One day less to come home as I tell him every day

3 Likes

I don’t know about a craniotomy but the embolization is challenging enough. I was surprised how gettable-throughable it was but your head is full of glue, full of the solvent from the glue and the contrast material used for the embolization / x-rays, so it isn’t surprising you feel a bit rough. The craniotomy is a massive assault, so (other than first class drugs) you’re not going to feel brill. However, there are lots of people here who have gone through the same, so it must be gettable-throughable, too!!

I’m glad he had a good day.

I hope everything goes nicely from this point. Let us know how he gets on. Sometimes people are out in a few days, even with a craniotomy; sometimes it is much longer. Sometimes progress is made and sometimes you go backwards. Don’t measure progress day by day because it can be quite disappointing.

Good luck! I’m glad he’s doing well!

Richard

2 Likes

Prayers for your husband and whole family.

Hi Naza…
I’m 65 now and when I was 30 yrs old I had a craniotomy for an occipital avm. I have never had any issues…at the time I had a one year old and I can understand you must be very scared…I had no effects after the surgery. At the time they removed my occipital bone and I have no plate…I’m assuming that’s different now…I will pray for your husband and you …please keep us posted or shoot me an email if you want to talk…I’ll give you my #general
Nina

2 Likes

Hi Nazza,

I was 30, married with 2 children aged 7 and 3 when I was diagnosed with an occipital/parietal AVM. I underwent embolisation and craniotomy 22 years ago.

Looking back now I can still remember How frightening the whole experience was but looking it has shaped me. The whole experience changed my perspective on what was important in life.

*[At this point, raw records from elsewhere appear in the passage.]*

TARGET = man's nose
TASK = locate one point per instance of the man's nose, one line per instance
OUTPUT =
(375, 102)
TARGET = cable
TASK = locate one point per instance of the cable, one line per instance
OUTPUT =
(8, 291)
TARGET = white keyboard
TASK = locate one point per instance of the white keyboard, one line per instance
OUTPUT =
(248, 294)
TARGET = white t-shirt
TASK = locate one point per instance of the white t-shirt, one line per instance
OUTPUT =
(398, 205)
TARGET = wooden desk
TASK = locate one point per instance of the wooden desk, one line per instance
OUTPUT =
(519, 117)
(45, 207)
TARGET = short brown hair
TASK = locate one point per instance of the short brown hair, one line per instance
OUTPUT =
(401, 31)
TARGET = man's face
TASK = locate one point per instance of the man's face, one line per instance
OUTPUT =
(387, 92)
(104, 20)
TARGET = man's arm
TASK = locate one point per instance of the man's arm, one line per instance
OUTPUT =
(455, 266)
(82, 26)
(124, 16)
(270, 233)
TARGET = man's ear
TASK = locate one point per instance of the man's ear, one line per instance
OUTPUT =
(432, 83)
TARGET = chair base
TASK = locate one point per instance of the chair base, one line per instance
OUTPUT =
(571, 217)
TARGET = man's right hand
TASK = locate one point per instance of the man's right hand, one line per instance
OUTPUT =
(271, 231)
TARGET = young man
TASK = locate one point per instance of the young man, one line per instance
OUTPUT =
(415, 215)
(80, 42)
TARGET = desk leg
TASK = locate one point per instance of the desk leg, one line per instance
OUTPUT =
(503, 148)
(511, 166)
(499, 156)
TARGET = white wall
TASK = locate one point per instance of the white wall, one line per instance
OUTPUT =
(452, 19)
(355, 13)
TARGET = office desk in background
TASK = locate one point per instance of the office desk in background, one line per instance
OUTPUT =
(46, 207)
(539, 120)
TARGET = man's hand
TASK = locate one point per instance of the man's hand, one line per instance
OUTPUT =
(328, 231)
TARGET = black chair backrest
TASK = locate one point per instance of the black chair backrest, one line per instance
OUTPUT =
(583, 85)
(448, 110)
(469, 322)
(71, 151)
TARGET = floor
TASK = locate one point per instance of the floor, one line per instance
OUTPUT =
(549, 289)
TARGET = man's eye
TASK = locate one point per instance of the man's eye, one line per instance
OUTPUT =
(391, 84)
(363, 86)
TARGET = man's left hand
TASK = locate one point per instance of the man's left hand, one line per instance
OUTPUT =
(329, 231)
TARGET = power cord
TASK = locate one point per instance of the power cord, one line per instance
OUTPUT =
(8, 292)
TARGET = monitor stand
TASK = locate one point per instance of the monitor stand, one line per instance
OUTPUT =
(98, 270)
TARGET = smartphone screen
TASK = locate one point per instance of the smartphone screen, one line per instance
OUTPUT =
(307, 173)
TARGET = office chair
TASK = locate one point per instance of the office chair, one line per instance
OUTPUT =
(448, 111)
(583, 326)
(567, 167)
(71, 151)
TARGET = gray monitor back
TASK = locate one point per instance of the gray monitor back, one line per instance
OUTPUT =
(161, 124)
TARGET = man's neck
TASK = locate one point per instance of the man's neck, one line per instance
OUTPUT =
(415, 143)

Your family are in my thoughts and prayers at this time.

3 Likes

Hi Jan,
Im so glad things went well for you… Im curious…did they leave occipital area open or put a plate in place of removed bone? Thanks

Hi @Naza

Echoing what others have said, really thinking about you and your family. This is an incredibly hard thing to go through! I’m wishing you strength during this time and a smooth initial recovery for your husband. I had what sounds like an almost identical set of circumstances to your husband in Dec 2020. I wasn’t COVID positive, but I had an acute onset hemorrhagic stroke and seizure from a ruptured AVM in my occipital lobe. I also lost peripheral vision and have since had two craniotomies. No embo because my AVM was very small. I am more than happy to answer any and all questions you and your husband have about recovery etc. take care! - Savanna

1 Like

Hello Naza,

My thoughts are with you and your husband. I am sending you my best wishes and hope all went well.

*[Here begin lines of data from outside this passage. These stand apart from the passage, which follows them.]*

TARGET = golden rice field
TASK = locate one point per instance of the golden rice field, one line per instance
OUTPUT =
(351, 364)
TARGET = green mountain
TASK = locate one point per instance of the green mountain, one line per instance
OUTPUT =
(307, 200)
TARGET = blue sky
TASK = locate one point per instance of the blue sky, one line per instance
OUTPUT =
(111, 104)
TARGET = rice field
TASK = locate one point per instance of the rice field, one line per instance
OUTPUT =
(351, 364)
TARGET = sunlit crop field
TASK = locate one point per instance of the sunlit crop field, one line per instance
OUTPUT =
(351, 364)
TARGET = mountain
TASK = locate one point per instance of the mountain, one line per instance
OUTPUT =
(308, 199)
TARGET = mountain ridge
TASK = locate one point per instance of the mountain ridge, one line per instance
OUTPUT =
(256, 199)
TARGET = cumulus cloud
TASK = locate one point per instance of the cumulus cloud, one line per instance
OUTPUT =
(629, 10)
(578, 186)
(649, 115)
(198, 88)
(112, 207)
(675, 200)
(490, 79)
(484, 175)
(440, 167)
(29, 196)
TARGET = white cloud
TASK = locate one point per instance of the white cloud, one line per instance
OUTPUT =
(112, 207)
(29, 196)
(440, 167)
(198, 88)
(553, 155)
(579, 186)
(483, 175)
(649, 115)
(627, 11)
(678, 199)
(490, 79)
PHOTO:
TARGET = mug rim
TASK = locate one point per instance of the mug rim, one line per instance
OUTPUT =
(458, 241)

My 11 year old daughter had a craniotomy, to remove a large occipital AVM on the 1st of April, at Gt Ormond St. She has the embolisation 2 days prior to that. Similar to your husband, this could have had a huge affect on her vision. She is curretly doing well. It’s not even 3 weeks since surgery and she is already bounding around the garden (still tired which is to be expected). Her neurosergeon and team were fantastic, I am in awe. To say thank you is not enough. Her procedure took 10 hours! Of course it wa scary, but you have to have faith in the team. Think positive!
It’s still a long road for our daughter, both phsically and mentally, but we are so happy with the outcome so far.
I hope all went well with youtr husbands procedure.
Best wishes,
Naomi

1 Like

@Naza

I’d just like to add to what @Naomi says and say I’m still thinking about you both.

Remember, don’t measure progress day by day because it is normal for it to go backwards from time to time.

Also, I am sure all of us here recognise that being a carer is more difficult than being the patient. So please be patient, please remember to look after yourself.